ChristopherPrice.net

Using CrashPlan Central to In Unorthodox Ways

I have a problem. My Mac Pro, where most of my files are warehoused stored is on a slow Internet connection. Thanks to the wonders of monopolized Internet territories, I should have speedy uploads in the 2014 – 2016 timeframe, when LTE finally arrives in my area.

My area was supposed to be greenlit with WiMAX by the end of 2010, from Clearwire. They even opened a store in my area, in anticipation. It was a pre-WiMAX market, one of the few Clearwire abandoned. Thanks, guys. The store went out of business when Clearwire started running low on cash, and it became clear they weren’t going to upgrade the towers until LTE landed.

So, I have a problem. I have 1.5 TB worth of stuff to back up to CrashPlan Central, and only 384 kbps of upload speed. I might be able to increase that if I rewire the phone line to my street. No thanks.

Here’s what I did to solve it.

Granted, CrashPlan offers a $125 service wherein you can send in a hard drive with a clone of all your files. $125 to cut someone else’s bandwidth bill? What’s up with that? Instead, I came up with a creative solution.
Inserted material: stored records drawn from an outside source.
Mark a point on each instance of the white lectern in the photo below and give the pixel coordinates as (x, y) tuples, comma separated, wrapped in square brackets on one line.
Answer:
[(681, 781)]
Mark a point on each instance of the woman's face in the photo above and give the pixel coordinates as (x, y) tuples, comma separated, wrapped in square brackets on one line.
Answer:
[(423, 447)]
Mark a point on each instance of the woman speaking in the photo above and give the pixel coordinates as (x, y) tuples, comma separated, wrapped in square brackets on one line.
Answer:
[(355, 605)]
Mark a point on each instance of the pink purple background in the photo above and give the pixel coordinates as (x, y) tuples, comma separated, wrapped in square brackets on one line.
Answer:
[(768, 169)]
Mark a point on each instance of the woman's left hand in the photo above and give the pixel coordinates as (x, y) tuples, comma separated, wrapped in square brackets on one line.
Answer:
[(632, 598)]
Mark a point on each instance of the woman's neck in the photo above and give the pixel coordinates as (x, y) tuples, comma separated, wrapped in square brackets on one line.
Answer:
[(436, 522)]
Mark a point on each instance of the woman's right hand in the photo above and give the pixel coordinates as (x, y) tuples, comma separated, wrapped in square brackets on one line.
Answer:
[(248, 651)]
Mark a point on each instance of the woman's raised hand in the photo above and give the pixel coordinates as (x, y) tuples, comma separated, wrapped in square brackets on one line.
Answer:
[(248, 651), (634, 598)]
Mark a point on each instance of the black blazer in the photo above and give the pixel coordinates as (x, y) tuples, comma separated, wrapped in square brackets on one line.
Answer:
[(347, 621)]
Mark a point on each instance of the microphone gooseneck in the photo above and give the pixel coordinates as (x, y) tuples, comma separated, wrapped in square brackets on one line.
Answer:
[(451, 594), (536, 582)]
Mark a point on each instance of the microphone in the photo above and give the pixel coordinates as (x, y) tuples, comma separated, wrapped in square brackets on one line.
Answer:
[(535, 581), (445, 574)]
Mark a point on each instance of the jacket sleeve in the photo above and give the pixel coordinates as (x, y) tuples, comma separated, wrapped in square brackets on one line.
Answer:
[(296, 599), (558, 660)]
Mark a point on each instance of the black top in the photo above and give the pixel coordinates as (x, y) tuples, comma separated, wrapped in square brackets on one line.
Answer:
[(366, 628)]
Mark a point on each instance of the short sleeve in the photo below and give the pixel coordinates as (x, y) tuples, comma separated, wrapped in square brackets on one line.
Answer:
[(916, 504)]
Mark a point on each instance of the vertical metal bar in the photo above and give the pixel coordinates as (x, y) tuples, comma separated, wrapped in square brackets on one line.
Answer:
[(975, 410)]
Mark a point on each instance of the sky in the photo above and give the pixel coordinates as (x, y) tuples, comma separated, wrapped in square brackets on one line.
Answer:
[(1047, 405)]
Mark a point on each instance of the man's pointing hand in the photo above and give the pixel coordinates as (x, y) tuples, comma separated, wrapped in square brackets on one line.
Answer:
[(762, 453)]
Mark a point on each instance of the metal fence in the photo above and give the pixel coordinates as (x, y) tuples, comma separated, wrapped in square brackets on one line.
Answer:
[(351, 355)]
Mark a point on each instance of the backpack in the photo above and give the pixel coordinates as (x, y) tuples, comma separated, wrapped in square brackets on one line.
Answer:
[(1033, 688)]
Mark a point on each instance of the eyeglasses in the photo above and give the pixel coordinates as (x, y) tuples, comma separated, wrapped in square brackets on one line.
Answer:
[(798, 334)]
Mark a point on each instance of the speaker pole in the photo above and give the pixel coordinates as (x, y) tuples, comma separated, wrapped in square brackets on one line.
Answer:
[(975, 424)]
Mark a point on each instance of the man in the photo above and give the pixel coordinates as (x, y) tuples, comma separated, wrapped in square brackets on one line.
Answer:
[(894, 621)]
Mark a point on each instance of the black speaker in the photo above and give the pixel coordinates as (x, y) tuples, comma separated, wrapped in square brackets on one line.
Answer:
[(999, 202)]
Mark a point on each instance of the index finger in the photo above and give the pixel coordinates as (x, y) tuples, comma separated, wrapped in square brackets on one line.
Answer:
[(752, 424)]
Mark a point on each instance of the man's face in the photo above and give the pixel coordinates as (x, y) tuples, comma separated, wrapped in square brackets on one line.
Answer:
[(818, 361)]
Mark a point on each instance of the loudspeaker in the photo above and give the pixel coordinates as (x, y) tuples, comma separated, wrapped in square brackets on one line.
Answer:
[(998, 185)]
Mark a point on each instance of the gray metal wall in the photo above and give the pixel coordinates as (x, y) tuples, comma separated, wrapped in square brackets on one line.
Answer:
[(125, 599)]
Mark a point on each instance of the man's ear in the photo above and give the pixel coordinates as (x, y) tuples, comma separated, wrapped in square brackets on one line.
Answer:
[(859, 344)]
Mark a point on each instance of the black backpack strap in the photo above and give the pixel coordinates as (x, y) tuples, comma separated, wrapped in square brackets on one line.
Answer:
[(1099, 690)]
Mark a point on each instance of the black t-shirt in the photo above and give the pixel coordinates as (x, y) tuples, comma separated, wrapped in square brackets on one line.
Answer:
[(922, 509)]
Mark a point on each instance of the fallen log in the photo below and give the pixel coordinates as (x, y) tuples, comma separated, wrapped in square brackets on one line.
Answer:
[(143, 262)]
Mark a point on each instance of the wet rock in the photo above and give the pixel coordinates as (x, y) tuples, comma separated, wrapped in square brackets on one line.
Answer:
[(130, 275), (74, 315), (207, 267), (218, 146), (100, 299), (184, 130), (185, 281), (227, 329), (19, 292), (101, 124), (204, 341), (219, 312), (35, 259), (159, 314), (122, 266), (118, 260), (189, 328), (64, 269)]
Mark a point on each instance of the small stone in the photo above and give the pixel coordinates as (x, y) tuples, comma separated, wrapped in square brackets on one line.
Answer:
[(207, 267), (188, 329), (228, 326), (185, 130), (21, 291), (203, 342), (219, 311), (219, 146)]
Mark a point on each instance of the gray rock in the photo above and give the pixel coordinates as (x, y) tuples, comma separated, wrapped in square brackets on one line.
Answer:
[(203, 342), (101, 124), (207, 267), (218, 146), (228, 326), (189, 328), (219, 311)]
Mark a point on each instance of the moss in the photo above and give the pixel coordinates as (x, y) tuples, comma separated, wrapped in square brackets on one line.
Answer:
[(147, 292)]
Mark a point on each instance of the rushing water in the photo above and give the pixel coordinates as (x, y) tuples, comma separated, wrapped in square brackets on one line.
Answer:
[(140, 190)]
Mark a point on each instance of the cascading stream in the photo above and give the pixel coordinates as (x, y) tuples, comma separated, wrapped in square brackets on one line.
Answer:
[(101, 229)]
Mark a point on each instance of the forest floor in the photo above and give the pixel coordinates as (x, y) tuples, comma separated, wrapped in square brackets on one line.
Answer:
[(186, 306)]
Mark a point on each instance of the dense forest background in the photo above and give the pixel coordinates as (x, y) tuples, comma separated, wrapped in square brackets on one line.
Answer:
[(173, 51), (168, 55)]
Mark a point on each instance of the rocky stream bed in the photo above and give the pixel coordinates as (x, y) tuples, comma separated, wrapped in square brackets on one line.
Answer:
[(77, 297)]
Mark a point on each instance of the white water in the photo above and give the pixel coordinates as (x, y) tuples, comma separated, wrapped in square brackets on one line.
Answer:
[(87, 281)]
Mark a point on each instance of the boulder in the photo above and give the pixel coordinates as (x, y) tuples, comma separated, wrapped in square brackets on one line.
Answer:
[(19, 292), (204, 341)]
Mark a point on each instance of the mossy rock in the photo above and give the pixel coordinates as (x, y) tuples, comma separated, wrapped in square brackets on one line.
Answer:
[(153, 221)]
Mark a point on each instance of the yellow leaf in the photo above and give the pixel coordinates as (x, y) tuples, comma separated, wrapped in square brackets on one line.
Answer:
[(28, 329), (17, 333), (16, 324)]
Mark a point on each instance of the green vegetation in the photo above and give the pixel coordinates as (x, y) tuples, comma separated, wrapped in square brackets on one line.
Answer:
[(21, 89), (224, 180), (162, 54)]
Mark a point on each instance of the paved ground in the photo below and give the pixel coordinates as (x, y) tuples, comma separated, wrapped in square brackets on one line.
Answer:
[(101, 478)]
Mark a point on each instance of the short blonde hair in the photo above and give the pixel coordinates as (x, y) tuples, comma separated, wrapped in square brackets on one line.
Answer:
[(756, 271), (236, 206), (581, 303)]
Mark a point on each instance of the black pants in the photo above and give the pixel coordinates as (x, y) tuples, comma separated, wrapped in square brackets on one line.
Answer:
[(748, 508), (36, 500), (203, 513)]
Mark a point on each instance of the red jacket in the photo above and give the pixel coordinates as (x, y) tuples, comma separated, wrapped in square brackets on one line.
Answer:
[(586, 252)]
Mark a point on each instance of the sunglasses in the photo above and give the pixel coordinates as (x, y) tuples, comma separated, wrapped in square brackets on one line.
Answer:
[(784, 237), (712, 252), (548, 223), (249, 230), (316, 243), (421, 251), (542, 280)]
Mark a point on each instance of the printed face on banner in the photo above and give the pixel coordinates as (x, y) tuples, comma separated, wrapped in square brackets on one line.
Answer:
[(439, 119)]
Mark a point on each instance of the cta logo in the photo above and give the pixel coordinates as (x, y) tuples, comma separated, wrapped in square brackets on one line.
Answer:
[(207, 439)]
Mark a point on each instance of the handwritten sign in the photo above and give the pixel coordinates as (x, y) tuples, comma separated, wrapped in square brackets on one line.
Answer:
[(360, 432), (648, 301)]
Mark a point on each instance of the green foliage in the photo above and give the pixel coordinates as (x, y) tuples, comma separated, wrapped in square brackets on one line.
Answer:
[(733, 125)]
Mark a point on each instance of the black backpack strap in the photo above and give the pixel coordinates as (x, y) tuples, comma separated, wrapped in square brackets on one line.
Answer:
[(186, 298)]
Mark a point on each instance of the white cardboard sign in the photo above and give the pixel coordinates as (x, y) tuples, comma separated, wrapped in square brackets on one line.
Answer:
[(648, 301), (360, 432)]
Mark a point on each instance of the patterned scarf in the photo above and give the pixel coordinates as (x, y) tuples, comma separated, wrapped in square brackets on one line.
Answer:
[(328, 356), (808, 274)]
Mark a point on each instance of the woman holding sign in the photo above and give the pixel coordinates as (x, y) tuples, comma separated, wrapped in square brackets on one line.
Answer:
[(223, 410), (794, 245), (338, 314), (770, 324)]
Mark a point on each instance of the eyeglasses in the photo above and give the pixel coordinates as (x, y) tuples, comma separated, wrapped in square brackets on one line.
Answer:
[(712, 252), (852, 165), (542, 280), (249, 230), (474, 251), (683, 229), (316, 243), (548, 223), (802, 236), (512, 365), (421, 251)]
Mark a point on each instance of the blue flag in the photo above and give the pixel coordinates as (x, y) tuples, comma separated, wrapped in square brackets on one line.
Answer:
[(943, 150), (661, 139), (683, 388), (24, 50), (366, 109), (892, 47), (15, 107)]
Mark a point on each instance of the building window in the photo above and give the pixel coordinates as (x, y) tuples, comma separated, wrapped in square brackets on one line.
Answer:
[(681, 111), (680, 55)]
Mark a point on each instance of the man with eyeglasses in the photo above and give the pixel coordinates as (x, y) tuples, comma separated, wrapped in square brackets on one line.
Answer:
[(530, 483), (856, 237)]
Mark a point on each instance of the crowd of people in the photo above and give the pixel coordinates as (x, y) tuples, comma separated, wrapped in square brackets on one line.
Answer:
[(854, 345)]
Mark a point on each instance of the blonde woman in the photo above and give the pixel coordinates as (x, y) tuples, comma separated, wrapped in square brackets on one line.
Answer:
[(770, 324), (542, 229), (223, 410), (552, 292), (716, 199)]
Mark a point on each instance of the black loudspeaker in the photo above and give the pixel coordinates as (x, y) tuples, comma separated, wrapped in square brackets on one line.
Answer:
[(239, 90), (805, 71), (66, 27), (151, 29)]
I grabbed a couple of Seagate GoFlex FreeAgent drives, and using FireWire 800, cloned my internal to external drives.

Then, I took my MacBook Air, and using my new Thunderbolt adapter, booted from my cloned FreeAgent drives. Important: Make sure the computer you cloned onto those external drives, is powered off during this process.

Finally, I reconfigured CrashPlan on the external drive, to target all the files that I needed to backup. The partitions on my Mac Pro had been converted to folders off of the main boot drive.

As a result, CrashPlan did take awhile re-seeking every file on the drive, but picked up right where it left off. Since CrashPlan is a block-based backup system, it identified that the files had moved around, and resumed backing up. Since I have OC-3 lines accessible to me (at insanely-great pricing, I might add), it is very easy for me to just open up a laptop in the background, while traveling, and have those at-home machines back up.

Now that my Mac Pro is caught up, I simply turned it back on when returning home, and after a re-sync, it now is backing up only the files that have changed since performing the off-site upload.

Granted, many people don’t have access to OC-3 lines. But, you may have access to an office Internet connection that sits mostly unused all day. Doing this will allow you to avoid paying the $125 to mail a hard drive to CrashPlan.

Note that this process may not work with all online backup services. I only tested it on CrashPlan, but it should work with any other backup service that supports block-based backups.

CrashPlan is an essential tool in my toolkit. Starting at the inexpensive price of $0, I hand it out to all my friends, often which I find have never backed up in their lives. It allows for backing up to a friend’s computer, or to an external hard drive, in a set-it-and-forget-it manner that no other free tool really does well. CrashPlan Central takes it a step farther, allowing for encrypted cloud backups to CrashPlan’s storage servers.